Photo du rédacteur: France DFrance D

« Mes chers amis, quand je mourrai, Plantez un saule au cimetière. J’aime son feuillage éploré ; La pâleur m’en est douce et chère, Et son ombre sera légère À la terre où je dormirai »

Alfred de Musset


Il existe un mot en japonais, « komorebi », difficilement traduisible, mais qui peut être compris comme « la lumière du soleil qui filtre à travers les arbres". Il évoque au passage ce lien profond avec la nature dans nos vies, de la nécessité de faire une pause, de prendre le temps de saisir la perfection des petits détails jugés insignifiants. Parce que tout n'existe qu'une fois.


En revoyant en photo du saule pleureur de nos enfances, ce sont des milliers de détails qui me reviennent en mémoire. Ma mère a dû se résigner à l'abattre cet automne; il avait presque le même âge que moi. Il a veillé sur la famille pendant toutes ces années. Notre père l'avait planté près de la maison et au fil des ans, son tronc s'est divisé en trois et ses branches ont formé un immense dôme sous lequel se réfugier. Récemment, il montrait des signes de faiblesse et ses branches se sont mises à se détacher avec fracas sous le poids des détails.

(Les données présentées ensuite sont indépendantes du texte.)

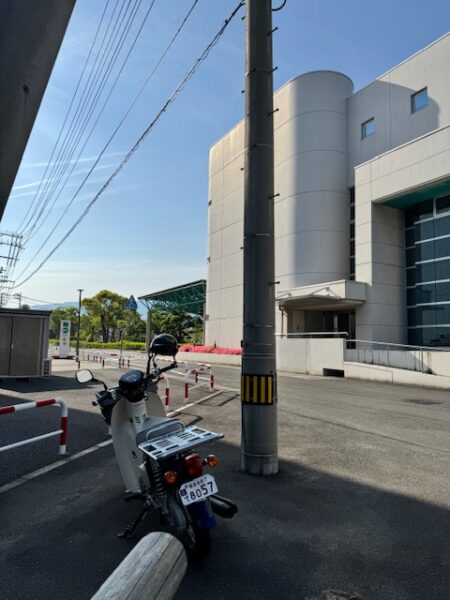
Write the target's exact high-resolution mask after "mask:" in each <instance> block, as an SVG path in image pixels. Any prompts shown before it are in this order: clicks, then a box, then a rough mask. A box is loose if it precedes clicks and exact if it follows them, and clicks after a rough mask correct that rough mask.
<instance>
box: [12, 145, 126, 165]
mask: <svg viewBox="0 0 450 600" xmlns="http://www.w3.org/2000/svg"><path fill="white" fill-rule="evenodd" d="M125 154H126V150H124V151H123V152H108V153H107V154H104V155H103V158H108V157H113V156H124V155H125ZM97 156H98V155H95V156H85V157H83V158H79V159H75V158H74V159H72V160H67V161H59V162H43V163H42V162H41V163H27V164H25V165H22V166H21V169H36V168H40V167H47V165H48V166H49V167H53V166H54V165H73V164H74V163H78V162H91V161H94V160H95V159H96V158H97Z"/></svg>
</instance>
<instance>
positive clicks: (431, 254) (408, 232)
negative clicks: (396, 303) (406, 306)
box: [405, 195, 450, 347]
mask: <svg viewBox="0 0 450 600" xmlns="http://www.w3.org/2000/svg"><path fill="white" fill-rule="evenodd" d="M449 211H450V195H446V196H440V197H437V198H431V199H430V200H426V201H425V202H421V203H420V204H416V205H415V206H414V207H412V208H411V209H410V210H408V211H407V212H406V215H405V217H406V218H405V224H406V281H407V283H406V285H407V307H408V311H407V315H408V339H409V343H410V344H416V345H420V346H447V347H448V346H450V215H449Z"/></svg>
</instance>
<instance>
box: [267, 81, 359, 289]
mask: <svg viewBox="0 0 450 600" xmlns="http://www.w3.org/2000/svg"><path fill="white" fill-rule="evenodd" d="M352 94H353V83H352V81H351V80H350V79H349V78H348V77H347V76H346V75H343V74H341V73H336V72H333V71H317V72H312V73H306V74H305V75H301V76H300V77H297V78H296V79H294V80H292V81H290V82H289V83H288V84H286V86H284V87H283V88H282V89H281V90H280V91H279V92H278V93H277V95H276V101H275V107H276V108H278V109H279V110H278V112H277V113H276V120H275V148H276V156H275V161H276V163H275V190H276V192H277V193H279V196H278V197H277V198H276V207H275V239H276V273H277V279H278V280H280V285H279V287H278V292H280V291H282V290H287V289H293V288H298V287H302V286H305V285H311V284H316V283H323V282H329V281H336V280H340V279H347V278H348V277H349V199H348V189H347V99H348V98H349V97H350V96H352Z"/></svg>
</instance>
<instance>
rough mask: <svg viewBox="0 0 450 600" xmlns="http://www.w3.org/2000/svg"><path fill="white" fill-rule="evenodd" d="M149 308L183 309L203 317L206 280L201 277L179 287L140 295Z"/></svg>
mask: <svg viewBox="0 0 450 600" xmlns="http://www.w3.org/2000/svg"><path fill="white" fill-rule="evenodd" d="M139 300H141V302H143V303H144V304H145V305H146V307H147V308H148V310H151V309H152V308H158V309H160V310H166V311H168V312H173V311H177V310H183V311H186V312H188V313H191V314H196V315H200V316H201V317H203V313H204V306H205V302H206V280H205V279H199V280H198V281H193V282H192V283H186V284H185V285H180V286H177V287H173V288H169V289H167V290H161V291H160V292H153V293H152V294H147V295H146V296H139Z"/></svg>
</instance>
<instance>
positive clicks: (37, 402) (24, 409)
mask: <svg viewBox="0 0 450 600" xmlns="http://www.w3.org/2000/svg"><path fill="white" fill-rule="evenodd" d="M53 404H59V406H60V407H61V421H60V429H58V430H56V431H50V432H49V433H44V434H43V435H38V436H36V437H33V438H29V439H27V440H22V441H20V442H14V443H13V444H8V445H7V446H0V452H4V451H5V450H11V449H12V448H18V447H19V446H25V445H26V444H32V443H33V442H39V441H41V440H45V439H47V438H49V437H54V436H57V435H59V453H60V454H66V451H67V425H68V417H69V409H68V408H67V404H66V403H65V402H64V400H63V399H62V398H51V399H49V400H37V401H36V402H24V403H23V404H11V405H10V406H3V407H2V408H0V415H6V414H11V413H15V412H21V411H23V410H29V409H31V408H43V407H44V406H52V405H53Z"/></svg>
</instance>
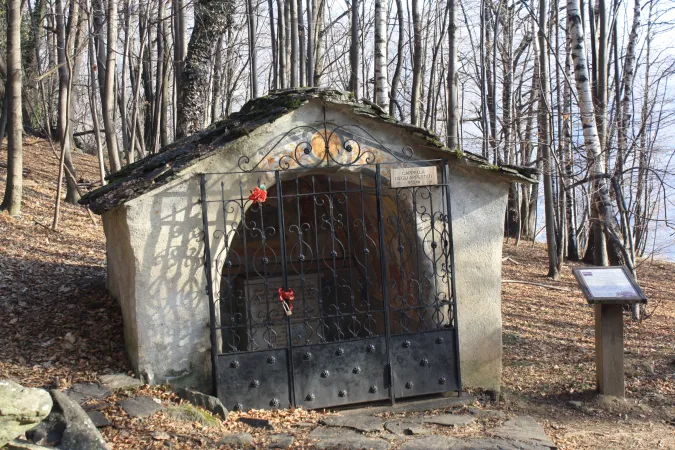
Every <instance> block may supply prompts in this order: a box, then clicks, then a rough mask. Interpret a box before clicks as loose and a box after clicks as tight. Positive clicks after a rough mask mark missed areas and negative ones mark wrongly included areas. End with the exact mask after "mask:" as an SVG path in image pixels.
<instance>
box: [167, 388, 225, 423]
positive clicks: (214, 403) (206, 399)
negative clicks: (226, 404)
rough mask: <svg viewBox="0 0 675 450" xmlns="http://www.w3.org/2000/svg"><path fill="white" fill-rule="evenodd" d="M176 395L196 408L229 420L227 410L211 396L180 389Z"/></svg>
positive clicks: (190, 389)
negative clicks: (203, 409)
mask: <svg viewBox="0 0 675 450" xmlns="http://www.w3.org/2000/svg"><path fill="white" fill-rule="evenodd" d="M176 395H178V396H179V397H180V398H182V399H183V400H187V401H188V402H190V403H192V404H193V405H195V406H199V407H202V408H204V409H205V410H207V411H210V412H212V413H213V414H215V415H218V416H220V417H222V418H223V420H225V419H227V408H225V406H223V404H222V403H221V402H220V400H218V399H217V398H216V397H213V396H211V395H206V394H203V393H201V392H199V391H195V390H193V389H185V388H178V389H176Z"/></svg>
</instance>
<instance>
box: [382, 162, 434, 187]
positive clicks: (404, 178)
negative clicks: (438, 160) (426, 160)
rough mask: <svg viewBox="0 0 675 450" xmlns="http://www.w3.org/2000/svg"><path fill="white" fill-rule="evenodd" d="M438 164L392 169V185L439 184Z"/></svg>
mask: <svg viewBox="0 0 675 450" xmlns="http://www.w3.org/2000/svg"><path fill="white" fill-rule="evenodd" d="M436 172H437V171H436V166H429V167H404V168H392V169H391V187H392V188H399V187H410V186H431V185H435V184H438V174H437V173H436Z"/></svg>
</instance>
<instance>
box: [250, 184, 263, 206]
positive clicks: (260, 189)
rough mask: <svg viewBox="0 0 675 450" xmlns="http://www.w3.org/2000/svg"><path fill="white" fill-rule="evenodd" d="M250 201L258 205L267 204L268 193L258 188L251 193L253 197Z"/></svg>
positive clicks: (255, 189) (256, 188)
mask: <svg viewBox="0 0 675 450" xmlns="http://www.w3.org/2000/svg"><path fill="white" fill-rule="evenodd" d="M248 199H249V200H251V201H254V202H256V203H265V200H267V191H266V190H264V189H260V188H259V187H256V188H255V189H253V190H252V191H251V195H250V196H249V197H248Z"/></svg>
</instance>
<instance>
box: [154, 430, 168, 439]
mask: <svg viewBox="0 0 675 450" xmlns="http://www.w3.org/2000/svg"><path fill="white" fill-rule="evenodd" d="M152 438H153V439H154V440H156V441H166V440H167V439H171V436H169V433H165V432H164V431H156V432H154V433H152Z"/></svg>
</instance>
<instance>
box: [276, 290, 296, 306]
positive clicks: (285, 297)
mask: <svg viewBox="0 0 675 450" xmlns="http://www.w3.org/2000/svg"><path fill="white" fill-rule="evenodd" d="M277 293H278V294H279V301H282V302H286V304H287V305H288V308H289V309H293V304H292V303H291V302H292V301H293V300H295V291H293V289H289V290H287V291H284V288H279V289H278V290H277Z"/></svg>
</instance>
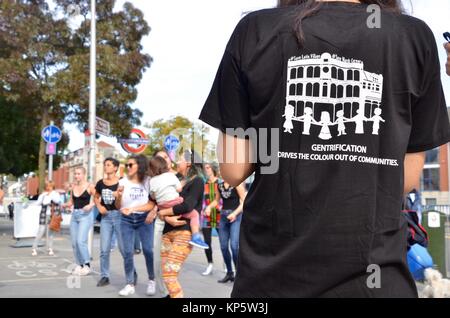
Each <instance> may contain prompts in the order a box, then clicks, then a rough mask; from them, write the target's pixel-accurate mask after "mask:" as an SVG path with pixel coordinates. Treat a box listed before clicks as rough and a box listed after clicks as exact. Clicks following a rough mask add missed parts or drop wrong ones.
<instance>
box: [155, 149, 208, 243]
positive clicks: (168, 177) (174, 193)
mask: <svg viewBox="0 0 450 318" xmlns="http://www.w3.org/2000/svg"><path fill="white" fill-rule="evenodd" d="M150 176H151V179H150V195H151V197H152V199H153V200H156V204H157V205H158V209H160V210H161V209H168V208H172V207H174V206H175V205H178V204H181V203H183V198H182V197H181V196H180V195H179V193H180V192H181V190H182V185H181V182H180V181H179V180H178V178H177V177H176V176H175V175H174V174H173V173H172V172H170V171H169V168H168V167H167V163H166V161H165V160H164V159H163V158H161V157H159V156H155V157H153V158H152V159H151V160H150ZM182 216H183V218H185V219H189V220H190V222H189V224H190V226H191V232H192V240H191V241H190V242H189V243H190V244H191V245H194V246H197V247H199V248H203V249H208V248H209V246H208V245H207V244H206V243H205V242H204V241H203V239H202V236H201V235H200V226H199V224H200V222H199V213H198V212H197V211H196V210H192V211H190V212H188V213H185V214H183V215H182Z"/></svg>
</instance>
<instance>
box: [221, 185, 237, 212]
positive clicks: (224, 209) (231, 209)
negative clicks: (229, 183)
mask: <svg viewBox="0 0 450 318" xmlns="http://www.w3.org/2000/svg"><path fill="white" fill-rule="evenodd" d="M218 187H219V191H220V197H221V198H222V210H236V209H237V207H238V206H239V204H240V203H241V201H240V198H239V194H238V192H237V190H236V188H234V187H232V186H228V188H226V187H225V183H224V182H220V183H219V186H218Z"/></svg>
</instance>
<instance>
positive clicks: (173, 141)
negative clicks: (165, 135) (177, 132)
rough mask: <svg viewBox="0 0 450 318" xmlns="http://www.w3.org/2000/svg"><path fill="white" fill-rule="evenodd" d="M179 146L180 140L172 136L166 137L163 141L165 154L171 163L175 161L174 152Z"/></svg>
mask: <svg viewBox="0 0 450 318" xmlns="http://www.w3.org/2000/svg"><path fill="white" fill-rule="evenodd" d="M179 146H180V140H179V139H178V138H177V137H175V136H173V135H168V136H167V137H166V138H165V139H164V148H166V150H167V152H168V153H169V157H170V159H171V160H172V161H173V160H175V151H176V150H177V149H178V147H179Z"/></svg>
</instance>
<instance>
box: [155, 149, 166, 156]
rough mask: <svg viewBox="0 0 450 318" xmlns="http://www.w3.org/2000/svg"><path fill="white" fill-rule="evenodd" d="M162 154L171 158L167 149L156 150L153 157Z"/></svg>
mask: <svg viewBox="0 0 450 318" xmlns="http://www.w3.org/2000/svg"><path fill="white" fill-rule="evenodd" d="M160 152H164V153H165V154H166V155H167V156H169V152H167V150H166V149H156V150H155V151H154V152H153V157H156V156H157V155H158V153H160ZM169 158H170V156H169Z"/></svg>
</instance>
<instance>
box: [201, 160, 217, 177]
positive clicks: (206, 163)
mask: <svg viewBox="0 0 450 318" xmlns="http://www.w3.org/2000/svg"><path fill="white" fill-rule="evenodd" d="M206 165H208V166H210V167H211V169H212V171H213V174H214V177H217V176H218V175H219V167H218V166H217V164H216V163H212V162H211V163H209V162H207V163H205V164H204V166H206Z"/></svg>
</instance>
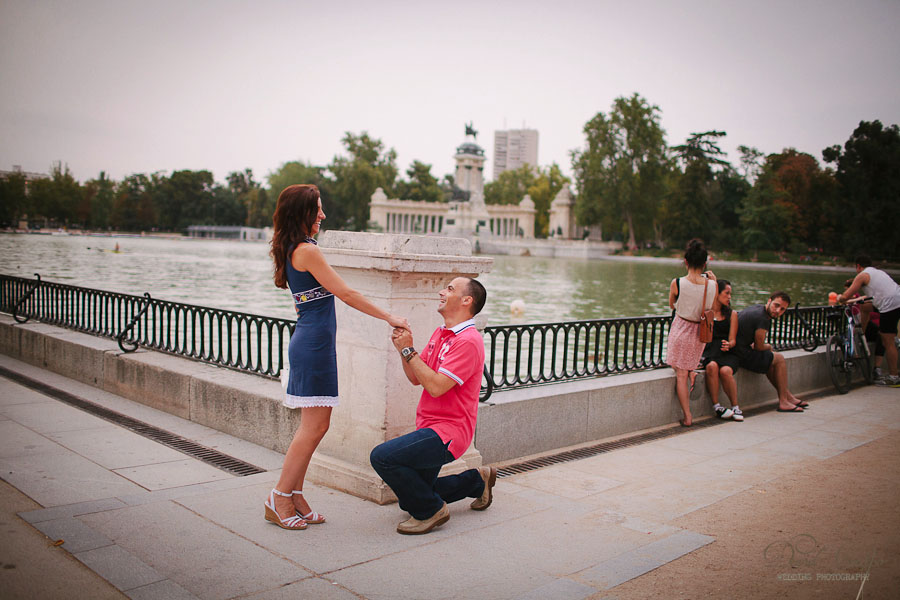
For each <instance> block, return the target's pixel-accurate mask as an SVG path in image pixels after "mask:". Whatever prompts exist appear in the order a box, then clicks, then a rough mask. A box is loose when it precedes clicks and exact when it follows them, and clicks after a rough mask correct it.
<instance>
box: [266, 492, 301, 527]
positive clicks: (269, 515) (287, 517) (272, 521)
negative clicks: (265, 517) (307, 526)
mask: <svg viewBox="0 0 900 600" xmlns="http://www.w3.org/2000/svg"><path fill="white" fill-rule="evenodd" d="M292 495H293V494H285V493H284V492H279V491H278V490H276V489H275V488H272V491H271V492H269V499H268V500H266V502H265V506H266V521H269V522H270V523H275V524H276V525H278V526H279V527H281V528H282V529H291V530H297V529H306V520H305V519H303V517H301V516H299V515H296V514H295V515H292V516H290V517H287V518H286V519H282V518H281V517H279V516H278V511H277V510H275V496H281V497H282V498H290V497H291V496H292Z"/></svg>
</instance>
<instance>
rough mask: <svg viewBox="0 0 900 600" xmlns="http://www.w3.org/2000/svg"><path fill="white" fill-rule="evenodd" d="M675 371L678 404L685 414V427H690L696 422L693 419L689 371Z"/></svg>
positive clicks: (678, 369) (675, 387) (678, 370)
mask: <svg viewBox="0 0 900 600" xmlns="http://www.w3.org/2000/svg"><path fill="white" fill-rule="evenodd" d="M672 368H673V369H675V394H676V395H677V396H678V403H679V404H680V405H681V411H682V412H683V413H684V421H683V423H684V425H690V424H692V423H693V422H694V420H693V417H691V399H690V393H689V392H688V373H689V371H688V370H687V369H677V368H675V367H672Z"/></svg>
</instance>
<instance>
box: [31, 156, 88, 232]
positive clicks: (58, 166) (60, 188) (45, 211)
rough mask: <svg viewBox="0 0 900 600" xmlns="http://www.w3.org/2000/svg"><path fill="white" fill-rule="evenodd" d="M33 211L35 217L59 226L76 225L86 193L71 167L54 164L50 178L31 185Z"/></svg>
mask: <svg viewBox="0 0 900 600" xmlns="http://www.w3.org/2000/svg"><path fill="white" fill-rule="evenodd" d="M29 196H30V202H29V204H31V209H32V211H33V212H34V213H35V216H41V217H44V219H46V220H49V221H52V222H55V223H56V224H58V225H67V224H69V223H70V222H72V223H74V222H75V221H76V220H77V219H78V209H79V206H80V205H81V204H82V200H83V198H84V192H83V190H82V189H81V184H80V183H78V182H77V181H76V180H75V178H74V177H73V176H72V174H71V173H70V172H69V167H68V165H66V166H65V167H63V165H62V163H59V162H57V163H54V164H53V166H52V167H51V168H50V177H49V178H46V179H36V180H34V181H32V182H31V184H30V185H29Z"/></svg>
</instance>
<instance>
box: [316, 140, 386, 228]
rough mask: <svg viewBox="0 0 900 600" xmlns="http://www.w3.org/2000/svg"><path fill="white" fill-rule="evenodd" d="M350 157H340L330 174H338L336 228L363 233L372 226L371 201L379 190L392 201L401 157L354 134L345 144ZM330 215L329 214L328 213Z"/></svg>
mask: <svg viewBox="0 0 900 600" xmlns="http://www.w3.org/2000/svg"><path fill="white" fill-rule="evenodd" d="M341 142H342V143H343V144H344V146H345V148H346V150H347V155H346V156H336V157H334V160H333V161H332V162H331V164H330V165H329V166H328V170H329V171H331V173H333V174H334V185H333V188H332V194H331V203H330V205H331V207H332V208H331V213H330V215H329V218H330V219H332V222H331V226H332V227H340V228H342V229H349V230H351V231H363V230H365V229H366V228H367V227H368V224H369V201H370V200H371V197H372V194H373V193H374V192H375V189H376V188H379V187H380V188H382V189H383V190H384V193H385V194H387V195H388V196H389V197H390V196H391V195H392V194H393V193H394V182H395V180H396V179H397V153H396V152H395V151H394V150H393V149H390V150H385V149H384V144H383V143H382V142H381V140H378V139H375V138H371V137H369V134H368V133H366V132H365V131H364V132H362V133H361V134H360V135H354V134H352V133H350V132H347V134H346V135H345V136H344V138H343V139H342V140H341ZM326 213H327V211H326Z"/></svg>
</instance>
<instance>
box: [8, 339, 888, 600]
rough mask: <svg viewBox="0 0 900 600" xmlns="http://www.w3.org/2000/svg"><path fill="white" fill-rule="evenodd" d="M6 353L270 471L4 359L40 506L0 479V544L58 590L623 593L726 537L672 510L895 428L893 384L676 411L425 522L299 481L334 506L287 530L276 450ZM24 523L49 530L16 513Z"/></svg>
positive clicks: (23, 473) (8, 399)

Le tronc a été préservé en espérant qu'au printemps des tiges renaitront. Est-il possible de survivre à un tel abattement? Je n'en sais rien. Les milliers de morceaux de son existence sont désormais éparpillés aux quatre vents et peut-être auront-ils semé à leur tour d'autres saules sous lesquels se réunir et s'épancher. Dans la culture tibétaine, un rameau de saule planté renait incontestablement. Son cycle est infini, c’est l’arbre immortel.


Le paysage sans lui est désolant; il était la constance dans nos vies. Ce saule nous a préservés des trop grandes chaleurs et nous a unis sous sa verdoyante chevelure. À ses pieds, nos parents s'y sont reposés les dimanches d'été et sa brise a effleuré leurs fronts inquiets. Au creux de son tronc, on y trouvait toute sorte d'objets laissés au passage, oubliés, puis retrouvés. Nos mains ont maintes fois touché au passage son écorce. Les oiseaux du printemps lui ont offert leurs plus beaux chants et son ombrage aura filtré les particules de lumière en milliers d'étoiles de jour. Il était grandiose dans son perpétuel recueillement et sa mélancolie.


Même si nous savons que rien ne résiste au temps, pas même les souvenirs, continuons d'accrocher nos balançoires aux branches des arbres, à y grimper pour voir l'horizon et à s'asseoir à leur pied, le temps d'un dimanche.


Hommage à tous ces arbres de nos vies.